C’est l’une des premières formations en image de synthèse en France, avec l'atelier AII abrité par l’EnsAD au début des années 80.


La formation a connu plusieurs tentatives et projets avant de s’établir telle qu’on la connait aujourd’hui. L'épopée d'ATI commence au Centre universitaire expérimental de Vincennes dans les années 1970, lieu qui a vu apparaître des formations qui étaient tout à fait innovantes et qui ouvraient d’autres traditions. Ce contexte a son importance puisqu'il a permis à la future équipe d'ATI de se rencontrer.


Hervé Huitric venait des Beaux Arts et était rentré à l’université expérimentale de Vincennes pour faire de l’art avec des ordinateurs. Monique Nahas, qui est la compagne d’Hervé Huitric, venait d'un horizon totalement différent qui était la physique théorique, et travaillait sur les groupes de lie. Michel Bret était peintre et professeur de mathématique. Marie-Hélène Tramus, qui arrivait d’une licence de philosophie, avait fait par ailleurs de l’art vidéo. Et Edmond Couchot, qui était déjà connu pour ses œuvres cinétiques et machines « interactives » comme les Sémaphores, fut invité par l’université à intervenir.

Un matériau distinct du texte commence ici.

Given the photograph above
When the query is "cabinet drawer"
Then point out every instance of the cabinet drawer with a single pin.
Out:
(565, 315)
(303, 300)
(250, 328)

Hervé Huitric, Monique Nahas et Michel Bret travaillaient déjà avec le Groupe Art et Informatique de Vincennes (fondé en 1969), qui regroupait des informaticiens, des plasticiens, des musiciens.

Edmond Couchot nous raconte :

Nous avons concrétisé les relations avec le groupe et décidé d’en faire profiter des enseignants qui semblaient tout à fait prêts à nous suivre dans l’aventure. On a démarré avec une année préparatoire, une année test. On travaillait avec des logiciels maisons d’Hervé Huitric et Monique Nahas, appelé le Rodin, et de Michel Bret, Anyflo. On travaillait sur un PDP11, un LS611 de 64koctet avec un processeur graphique Colorix mis au point par Louis Audoire en 1975 qui nous permettait de recueillir des images en les filmant bien entendu, avec une définition je crois de 384 sur 246, 4096 couleurs, en 1980. […] Mais le coup d’envoi ça a été vraiment une grande manifestation qui a eu lieu autour des technologies de l’image à la Chartreuse de Villeneuve Lez Avignon pendant l’été 1983. Il y avait tous les gens qui s’intéressaient à l’époque à ces nouvelles images - il y avait Mandelbrot, John Withney qui a fait les images de l’Odyssée de l’espace, Philippe Bergeron qui avait présenté sa première animation en filaire, etc. Nous avions été invités à participer à un stage d’initiation à la synthèse d’image, c’est Hervé qui le dirigeait, et une douzaine de nos étudiants s’étaient inscrits au stage. Extraordinaire on a eu l’accès à un VAX 780 qui était la perle des perles pour des gens qui commençaient à travailler avec ces techniques. Donc nos étudiants ont fait un stage de quelques 3 semaines, ils étaient totalement emballés, ils ont eu un grand projet, et finalement, à la rentrée, à côté des cours qui étaient assez sporadiques (20 étudiants, manque de matériel, de moyens) on a été invités par Henri Gouraud au Centre Mondial de l’Informatique où nous avons rencontré Alain Chesnais. Nous avons passé presque deux ans ensemble, à réaliser pas mal de choses, comme Gastronomica.